Odrade heard herself speak firmly and wondered if he detected uncertainty. We might not have the time to do it.

"The Sisters you Scatter are hobbled," he said, giving her a small taste of Mentat awareness. "You’re drawing on your spice stockpiles to supply them and those must be finite."

"They have our axlotl knowledge and sandtrout."

He was shocked to silence by the possibility of countless Dunes being reproduced in an infinite universe.

"They will solve the problem of melange supply with tanks or worms or both," she said. This she could say sincerely. It came from statistical expectation. One among those Scattered bands of Reverend Mothers should accomplish it.

"The tanks," he said. "I have strange… dreams." He had almost said "musings."

"And well you should." Briefly, she told him how female flesh was incorporated.

"For making the spice, too?"

"We think so."

"Disgusting!"

"That’s juvenile," she chided.

In such moments, he disliked her intensely.
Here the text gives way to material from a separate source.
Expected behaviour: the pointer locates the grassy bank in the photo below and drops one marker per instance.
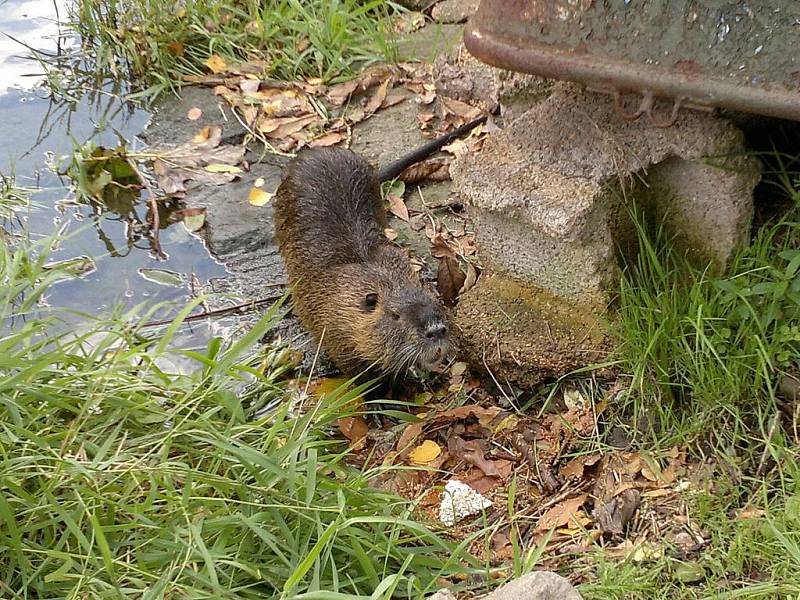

Once, he had reproached her for the way Reverend Mothers removed themselves from "the common stream of human emotions," and she had given him that identical answer.

Juvenile!

"For which there probably is no remedy," he said. "A disgraceful flaw in my character."

"Were you thinking to debate morality with me?"

He thought he heard anger. "Not even ethics. We work by different rules."

"Rules are often an excuse to ignore compassion."

"Do I hear a faint echo of conscience in a Reverend Mother?"

"Deplorable. My Sisters would exile me if they thought conscience ruled me."

"You can be prodded, but not ruled."

"Very good, Duncan! I like you much better when you’re openly Mentat."

"I distrust your liking."

She laughed aloud. "How like Bell!"

He stared at her dumbly, plunged by her laughter into sudden knowledge of the way to escape his warders, remove himself from the constant Bene Gesserit manipulations and live his own life. The way out lay not in machinery but in the Sisterhood’s flaws. The absolutes by which they thought they surrounded and held him – there was the way out!

And Sheeana knows! That’s the bait she dangles in front of me.

When Idaho did not speak, Odrade said: "Tell me about those other lives."